Abstract

Model-free reinforcement learning (RL) techniques are currently drawing attention in the control of heating, ventilation, and air-conditioning (HVAC) systems due to their minor pre-conditions and fast online optimization. The simultaneous optimal control of multiple HVAC appliances is a high-dimensional optimization problem, which single-agent RL schemes can barely handle. Hence, it is necessary to investigate how to address high-dimensional control problems with multiple agents. To realize this, different multi-agent reinforcement learning (MARL) mechanisms are available. This study intends to compare and evaluate three MARL mechanisms: Division, Multiplication, and Interaction. For comparison, quantitative simulations are conducted based on a virtual environment established using measured data of a real condenser water system.
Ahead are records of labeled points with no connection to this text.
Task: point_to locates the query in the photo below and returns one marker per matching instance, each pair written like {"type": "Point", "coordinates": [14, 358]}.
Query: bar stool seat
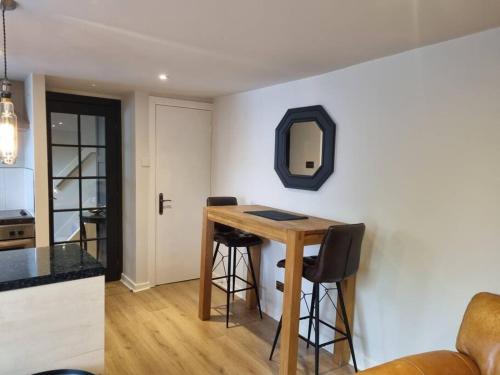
{"type": "Point", "coordinates": [237, 238]}
{"type": "Point", "coordinates": [338, 258]}
{"type": "Point", "coordinates": [234, 240]}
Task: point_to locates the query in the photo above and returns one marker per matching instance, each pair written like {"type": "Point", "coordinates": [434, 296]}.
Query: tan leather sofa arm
{"type": "Point", "coordinates": [441, 362]}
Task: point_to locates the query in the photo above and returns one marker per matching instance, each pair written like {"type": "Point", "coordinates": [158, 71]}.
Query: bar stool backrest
{"type": "Point", "coordinates": [222, 201]}
{"type": "Point", "coordinates": [339, 254]}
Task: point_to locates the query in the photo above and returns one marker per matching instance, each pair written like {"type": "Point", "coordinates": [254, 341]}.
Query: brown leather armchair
{"type": "Point", "coordinates": [478, 346]}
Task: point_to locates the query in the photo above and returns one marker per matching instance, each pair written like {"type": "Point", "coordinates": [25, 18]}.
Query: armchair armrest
{"type": "Point", "coordinates": [441, 362]}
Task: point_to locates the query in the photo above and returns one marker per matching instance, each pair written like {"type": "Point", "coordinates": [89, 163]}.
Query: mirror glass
{"type": "Point", "coordinates": [305, 143]}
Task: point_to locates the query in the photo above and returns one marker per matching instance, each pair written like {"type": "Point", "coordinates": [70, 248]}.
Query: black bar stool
{"type": "Point", "coordinates": [233, 239]}
{"type": "Point", "coordinates": [338, 258]}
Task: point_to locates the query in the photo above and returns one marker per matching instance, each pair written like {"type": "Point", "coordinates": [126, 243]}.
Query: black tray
{"type": "Point", "coordinates": [276, 215]}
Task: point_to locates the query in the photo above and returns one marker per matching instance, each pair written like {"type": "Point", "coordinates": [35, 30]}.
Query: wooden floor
{"type": "Point", "coordinates": [157, 332]}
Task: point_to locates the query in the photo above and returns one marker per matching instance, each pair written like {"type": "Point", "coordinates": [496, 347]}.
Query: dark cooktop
{"type": "Point", "coordinates": [20, 216]}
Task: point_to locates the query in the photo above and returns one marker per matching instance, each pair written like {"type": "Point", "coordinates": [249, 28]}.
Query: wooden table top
{"type": "Point", "coordinates": [313, 228]}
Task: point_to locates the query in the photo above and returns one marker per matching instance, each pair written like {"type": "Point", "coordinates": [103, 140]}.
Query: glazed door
{"type": "Point", "coordinates": [84, 154]}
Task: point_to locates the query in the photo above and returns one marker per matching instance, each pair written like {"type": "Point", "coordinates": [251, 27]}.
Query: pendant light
{"type": "Point", "coordinates": [8, 118]}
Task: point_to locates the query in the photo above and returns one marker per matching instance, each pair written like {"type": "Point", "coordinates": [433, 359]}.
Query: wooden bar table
{"type": "Point", "coordinates": [295, 234]}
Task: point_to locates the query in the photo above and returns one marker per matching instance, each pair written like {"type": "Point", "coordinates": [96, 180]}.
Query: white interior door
{"type": "Point", "coordinates": [183, 142]}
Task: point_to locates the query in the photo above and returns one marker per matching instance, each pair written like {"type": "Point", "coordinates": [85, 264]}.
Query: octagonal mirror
{"type": "Point", "coordinates": [305, 145]}
{"type": "Point", "coordinates": [305, 148]}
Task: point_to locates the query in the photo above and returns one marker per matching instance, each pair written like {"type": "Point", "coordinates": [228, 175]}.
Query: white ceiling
{"type": "Point", "coordinates": [212, 48]}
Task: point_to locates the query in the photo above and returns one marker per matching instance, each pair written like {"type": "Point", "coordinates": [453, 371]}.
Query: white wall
{"type": "Point", "coordinates": [135, 190]}
{"type": "Point", "coordinates": [34, 87]}
{"type": "Point", "coordinates": [417, 160]}
{"type": "Point", "coordinates": [16, 181]}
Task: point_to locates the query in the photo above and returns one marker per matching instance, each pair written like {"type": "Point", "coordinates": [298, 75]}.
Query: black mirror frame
{"type": "Point", "coordinates": [303, 114]}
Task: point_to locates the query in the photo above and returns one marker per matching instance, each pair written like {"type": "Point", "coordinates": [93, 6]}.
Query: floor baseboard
{"type": "Point", "coordinates": [133, 286]}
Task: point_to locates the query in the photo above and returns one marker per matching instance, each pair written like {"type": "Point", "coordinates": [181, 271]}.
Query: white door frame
{"type": "Point", "coordinates": [152, 209]}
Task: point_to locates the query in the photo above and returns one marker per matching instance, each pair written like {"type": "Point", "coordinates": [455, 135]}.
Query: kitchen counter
{"type": "Point", "coordinates": [51, 310]}
{"type": "Point", "coordinates": [25, 268]}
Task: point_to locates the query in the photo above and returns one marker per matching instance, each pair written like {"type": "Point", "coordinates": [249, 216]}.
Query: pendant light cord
{"type": "Point", "coordinates": [4, 43]}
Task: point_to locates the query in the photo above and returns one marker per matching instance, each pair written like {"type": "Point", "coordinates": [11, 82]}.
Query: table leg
{"type": "Point", "coordinates": [207, 243]}
{"type": "Point", "coordinates": [341, 352]}
{"type": "Point", "coordinates": [250, 294]}
{"type": "Point", "coordinates": [291, 303]}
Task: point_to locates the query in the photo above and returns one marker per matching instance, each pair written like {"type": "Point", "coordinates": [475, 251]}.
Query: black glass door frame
{"type": "Point", "coordinates": [110, 109]}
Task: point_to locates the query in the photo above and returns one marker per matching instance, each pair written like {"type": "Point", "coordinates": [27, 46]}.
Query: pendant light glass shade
{"type": "Point", "coordinates": [8, 118]}
{"type": "Point", "coordinates": [8, 132]}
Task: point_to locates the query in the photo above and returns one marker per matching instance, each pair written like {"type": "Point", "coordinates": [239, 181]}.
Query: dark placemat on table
{"type": "Point", "coordinates": [276, 215]}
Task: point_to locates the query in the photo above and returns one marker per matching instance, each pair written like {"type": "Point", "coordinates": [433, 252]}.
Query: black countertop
{"type": "Point", "coordinates": [26, 268]}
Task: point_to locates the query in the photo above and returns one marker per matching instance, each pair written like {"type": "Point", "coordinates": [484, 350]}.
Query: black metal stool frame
{"type": "Point", "coordinates": [315, 321]}
{"type": "Point", "coordinates": [230, 274]}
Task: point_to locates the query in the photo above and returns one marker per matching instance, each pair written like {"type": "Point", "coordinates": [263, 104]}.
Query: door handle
{"type": "Point", "coordinates": [160, 203]}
The system operation simulation results indicate that (1) Multiplication is not effective for high-dimensional RL-based control problems in HVAC systems due to its low learning speed and high training cost; (2) the performance of Division is close to that of the Interaction mechanism during the initial stage, while Division’s neglect of agent mutual inference limits its performance upper bound; (3) compared to the other two, Interaction is more suitable for multi-equipment HVAC control problems given its performance in both short-term (10% annual energy conservation compared to baseline) and long-term scenarios (over 11% energy conservation).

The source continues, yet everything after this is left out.